Lexical units

Next: Lexical properties and lexical Up: Types of lexical information Previous: A simple sign model

Intuitively, the prototypic lexical unit is a word. This definition has a number of catches to it, however, because the notion of word is not as simple as it seems, and because lexical phrases (idioms ) also exist. The intuitive notion of word has ``fuzzy edges'', as in the following cases:

1.

Words may contain other words (e.g. compound words such as database, Sprachtechnologie).

2.

Words have different status in respect of their phonetic realisations and their meaning; compare the difference between function words, e.g. to, for with reduced pronunciations and structural meanings, and content words, e.g. word, spell, which refer to real world objects, properties, event types, abstract concepts.

3.

Words may be merged with other words in informal speech ( cliticisation). Examples of clitics are English 's in he's - /hi:z/, French l' in il l'a vu - /il la vy:/, German 'm in auf'm Tisch - /a

fm t

4.

Particular types of word formation such as spelling and acronym formation may require special attention: ecu - /i:k

ju:/, /i:si:

ju:/.

5.

Words may be inflected word forms , making sound (singular) and sounds (plural) into different words. On the other hand, words may be regarded as a class of inflectionally related forms (a paradigm), i.e. sound and sounds then belong to the same word, which may be characterised by a canonical inflected form (e.g. nominative singular), or by the stem shared by the forms and identified by linguistic analysis, or by a number or other abstract label. In speech technology, the inflected word form is the standard definition. In standard dictionaries, the paradigm definition of word is used, represented by a headword or lemma , generally the canonical inflectional form such as nominative singular, in orthographic representation.

6.

Lexical units may need to be larger than the word (e.g. phrasal idioms ).

7.

Lexical units may need to be smaller than the word: Semantically oriented morphological word subunits (word constituents) include

word stems minus inflections ; indivisible word stems are lexical morphemes);
constituent words words formed by compounding (composition);
constituent prefixes , stems and suffixes in words formed by derivation.

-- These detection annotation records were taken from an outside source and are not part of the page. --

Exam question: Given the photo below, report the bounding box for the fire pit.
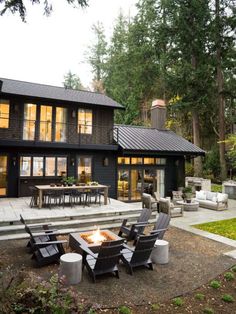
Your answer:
[69,229,120,253]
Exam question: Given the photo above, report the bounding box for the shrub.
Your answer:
[231,265,236,273]
[118,305,132,314]
[195,293,205,301]
[210,280,221,289]
[211,184,222,193]
[151,303,160,311]
[203,307,214,314]
[172,298,184,306]
[221,294,234,303]
[224,271,234,281]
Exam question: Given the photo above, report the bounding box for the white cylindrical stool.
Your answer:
[59,253,82,285]
[151,240,169,264]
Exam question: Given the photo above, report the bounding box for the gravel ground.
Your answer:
[0,227,235,307]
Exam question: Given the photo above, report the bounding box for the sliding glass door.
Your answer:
[0,156,8,196]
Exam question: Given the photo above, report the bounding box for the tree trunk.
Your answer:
[215,0,227,181]
[192,109,202,177]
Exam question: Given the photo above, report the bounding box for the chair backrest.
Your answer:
[94,239,124,272]
[159,197,170,215]
[130,234,158,265]
[154,212,171,240]
[137,208,152,222]
[142,193,152,208]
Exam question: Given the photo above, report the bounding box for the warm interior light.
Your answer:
[88,228,106,243]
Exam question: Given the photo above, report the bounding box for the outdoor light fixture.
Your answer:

Pronunciation oriented phonological word subunits include syllables and their parts; phonological subunits do not necessarily correspond closely with morphological subunits.

8.

Linguistic textbooks distinguish between several different views of words as lexical units, depending on which kind of lexical sign information is regarded as primary:

The phonological word (based on its conformity to the phonotactic structure of a language).
The prosodic word , based on its conformity to the accentuation and the rhythm patterning of the language.
The orthographic word (for instance, as delimited by spaces or punctuation marks ).
The morphological word (based on the indivisibility and fixed internal structure of words).
The syntactic word (based on its distribution in sentences).

9.

The lexical word as a type, as opposed to an occurrence of the type in larger units, and a token of the type in a corpus of speech or writing.

The central meaning for the purpose of spoken language lexica will be taken to be the morphological word.

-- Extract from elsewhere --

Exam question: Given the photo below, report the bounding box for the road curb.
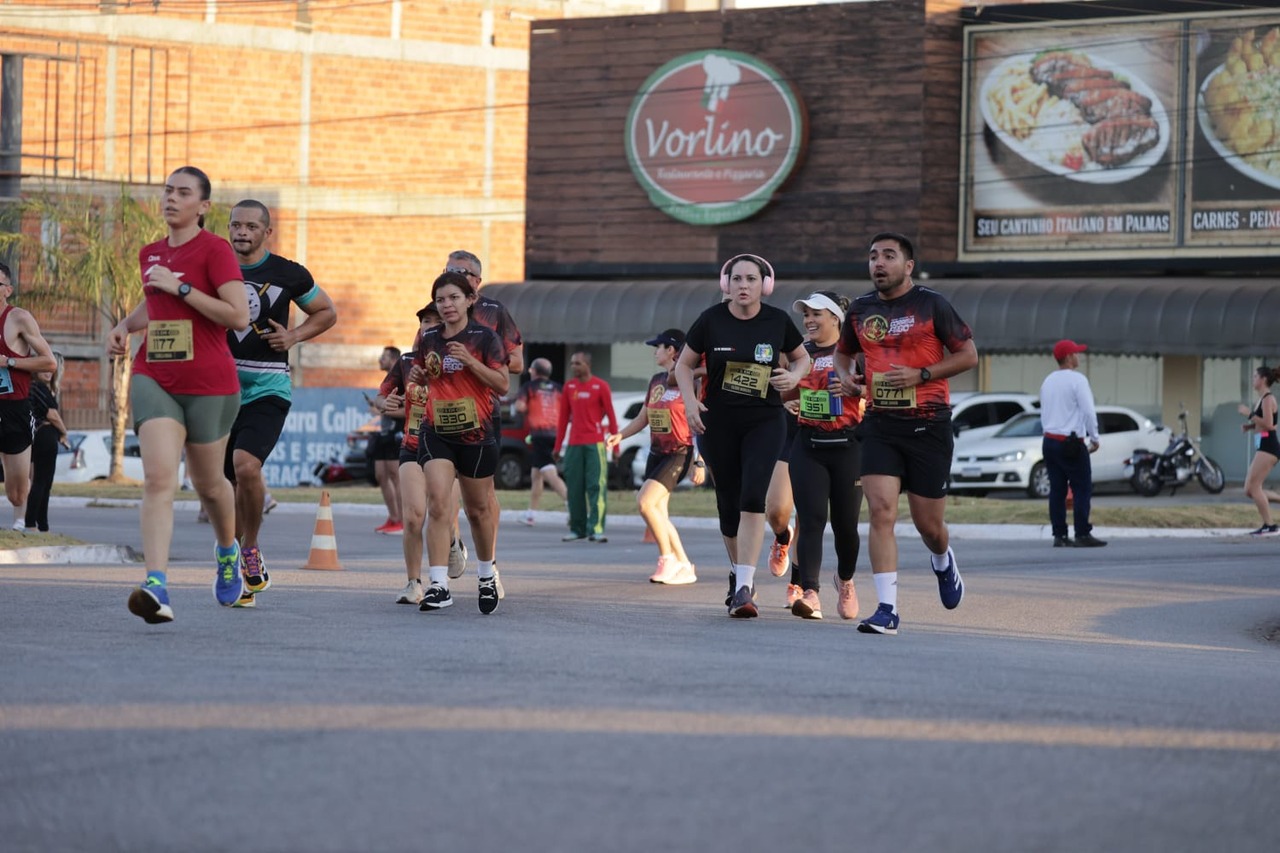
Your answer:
[0,544,142,566]
[50,492,1248,542]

Lexical units (entries, items) are assigned sets of properties; these identify the lexical units as signs, and determine the organisation of the lexicon. In practical contexts, the choice of lexical unit and the definition of priorities among its properties may be important for procedural reasons, i.e. in determining ways in which a lexicon may be most easily accessed: through orthography, pronunciation, meaning, syntactic properties, or via its morphological properties (stem, inflection ). The application-driven decision on the kind of lexical unit which is most suitable for a given purpose is a non-trivial one. However, for many practical purposes fairly straightforward guidelines can be given:

The form of a lexical item, in particular its orthography, is often used as the main identifying property for accessing the lexicon.
However, access on phonetic grounds, via the phonological form, is evidently the optimal procedure for speech recognition , and access on conceptual semantic or syntactic grounds is evidently the optimal procedure for speech synthesis.
The use of orthography as an intermediate stage in speech recognition is a useful and widespread heuristic which generally does not introduce significant numbers of artefacts into the mapping from speech signals to lexical items, but is not recommended for complex systems with large vocabularies, except as a means of visualisation in user interfaces.
For text-to-speech applications orthography is likely to be the optimal lexical access key.

Fully inflected form lexica

It has already been noted that fully inflected form lexica and lexical databases are fairly standard for speech recognition. Where a small closed vocabulary is used, and new, unknown or ad hoc word formations are not required (as with most current applications in speech synthesis and recognition ), fully inflected word forms are listed. This procedure is most convenient in languages with very small inflectional paradigms; for languages of the agglutinative type, in which large numbers of inflectional endings are concatenated, the procedure rapidly becomes intractable. In other applications, too, such as speech synthesis, it may be more tractable to generate fully inflected word forms from stems and endings.

An example of a language with few inflections is English, where (except for a few pronouns) only nouns and verbs are inflected, and even here three forms exist for nouns (uninflected, genitive and plural) and four for verbs (uninflected, third person singular present, past, and present participle; irregular verbs in addition have a different past participle form - the verb to be is, as always, an extreme case). English is therefore not a good example for illustrating inflectional morphology (in other areas of morphology, i.e. in word formation, languages appear to be equally complex).

French is much more complex, with inflections on adjectives, and large verb paradigms; note that orthographic inflection in French has more inflectional endings than are distinguished in phonological inflection.

German also has complex inflectional morphology, with significantly more endings on all articles, pronouns, nouns, adjectives and verbs, increasing the size of the vocabulary over the size of a stem -oriented lexicon by a factor of about 4.

In extremely highly inflecting languages such as Finnish, the number of endings and the length of sequences of endings multiply out to increase the vocabulary by a factor of over 1000. Special morphological techniques have been developed (e.g. two-level morphology ) to permit efficient calculation of inflected forms and to avoid a finite but unmanageable explosion of lexicon size for highly inflecting languages [Koskenniemi (1983), Karttunen (1983)]. These techniques have so far not been applied to any significant extent in speech technology [Althoff et al. (1996), but cf.,].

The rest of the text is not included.